OFWs fuel the demand for low to mid-market housing in both vertical and horizontal developments. In an interview, Alexandra Kantindig, manager for investment properties and capital markets for CBRE Philippines, said low to mid-level market consumers purchase condominium units either for themselves or as an investment rented to a third party.
BPO employees, as well as college students, are now renting units in vertical developments, transforming traditional ‘bed spaces’ into what is now known as ‘condormitels.’ Katindig said that trend started around three years ago where three or four call center employees or students, or a mix of both, would rent condo units.
She added that this trend continues to grow due to the proximity of condominium developments located within the central business districts (CBDs) and universities in Metro Manila and other key cities in the country.
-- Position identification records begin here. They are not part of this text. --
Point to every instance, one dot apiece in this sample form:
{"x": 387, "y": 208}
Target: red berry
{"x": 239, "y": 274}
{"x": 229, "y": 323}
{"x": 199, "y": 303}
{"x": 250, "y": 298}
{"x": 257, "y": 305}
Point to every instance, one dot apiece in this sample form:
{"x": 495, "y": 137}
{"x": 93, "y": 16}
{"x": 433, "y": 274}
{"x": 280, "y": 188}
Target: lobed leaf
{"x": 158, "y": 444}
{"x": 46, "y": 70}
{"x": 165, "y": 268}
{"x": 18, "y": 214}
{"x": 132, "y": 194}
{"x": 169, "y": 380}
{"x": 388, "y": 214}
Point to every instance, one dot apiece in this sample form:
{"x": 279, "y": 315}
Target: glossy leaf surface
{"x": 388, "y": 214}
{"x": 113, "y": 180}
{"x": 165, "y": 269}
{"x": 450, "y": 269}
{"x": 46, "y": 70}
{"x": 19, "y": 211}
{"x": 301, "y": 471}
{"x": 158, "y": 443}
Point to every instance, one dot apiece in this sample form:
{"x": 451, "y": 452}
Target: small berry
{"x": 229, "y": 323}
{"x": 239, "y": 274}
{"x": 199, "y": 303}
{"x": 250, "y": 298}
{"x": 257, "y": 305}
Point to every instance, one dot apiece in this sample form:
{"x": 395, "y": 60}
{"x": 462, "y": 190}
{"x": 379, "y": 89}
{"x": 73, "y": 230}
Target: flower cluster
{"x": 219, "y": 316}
Data collected by CBRE Philippines shows that the upcoming retail supply for Metro Manila until 2017 is 655,689 sqm, or more than 55,000 units are expected to be turned over by developers by the end of this year. Among the cities with the biggest share of this supply are Makati, Quezon City and Taguig.
Also, the increase of BPOs translates to the arrival of expatiates as multinational companies expand. This market adds to the demand for condos, particularly on luxury residential spaces.
Proof of this are the arrival of Pottery Brand and Crates & Barrel which are famous luxury furniture brands that have entered the Philippine market last year. However, high-end projects are still quite limited.
Aside from the BPO sector, Santos said that the increase of tourist arrivals in the Philippines is another factor for developers to create projects for the hospitality and gaming sector. Latest data from the Department of Tourism (DOT) recorded almost four million visitor arrivals to the country from January to October 2014.